Blunt splenic injuries: dedicated trauma surgeons can achieve a high rate of nonoperative success in patients of all ages

J G Myers, D L Dent, R M Stewart, G A Gray, D S Smith, J E Rhodes, H D Root, B A Pruitt, W E Strodel
Journal of Trauma 2000, 48 (5): 801-5; discussion 805-6

BACKGROUND: Selective nonoperative management (NOM) of blunt splenic injuries is becoming a more prevalent practice. Inclusion criteria for NOM, which have been a source of controversy, continue to evolve. Age > or = 55 years has been proposed as a predictor for failure of and even a contraindication to NOM of blunt splenic trauma. Additionally, the high rate of NOM in children (up to 79%) has been attributed to their management by pediatric surgeons. We evaluated our experience with NOM of blunt splenic injury with special attention to these age groups.

METHODS: By using our trauma registry, all patients with blunt splenic injuries (documented by computed tomography, operative findings, or both) cared for over a 36-month period, at a single American College of Surgeons verified Level I trauma center were reviewed. Detailed chart reviews were performed to examine admission demographics, laboratory data, radiologic findings, outcome measures, and patient management strategy. All patients were managed by nonpediatric trauma surgeons. We then compared our adult data with that in the recent literature and our pediatric data with that of the National Pediatric Trauma Registry over the same time period.

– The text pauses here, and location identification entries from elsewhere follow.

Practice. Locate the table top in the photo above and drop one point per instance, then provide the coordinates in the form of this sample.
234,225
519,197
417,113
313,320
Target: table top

RESULTS: We identified 251 consecutive patients with blunt splenic injuries. Eighteen patients who expired in the immediate postinjury period were excluded from statistical evaluation. No deaths occurred as a result of splenic injury. Of the remaining 233 patients, 73 patients (31%) required early celiotomy, 160 patients (69%) were selected for NOM, with 151 patients (94%) being successfully managed without operation. Blunt splenic injury occurred in 23 patients age 55 years or older. Eighteen patients (78%) were selected for NOM and 17 patients (94%) were successfully treated without operation. Blunt splenic injury occurred in 35 patients less than 16 years of age. Thirty-two patients (91%) were selected for NOM. Thirty-one patients (89% of all pediatric patients) were successfully treated without operation.

CONCLUSION: Age > or = 55 years is not a contraindication to nonoperative management of blunt splenic injuries. Children with blunt splenic injuries can be successfully managed nonoperatively by nonpediatric trauma surgeons.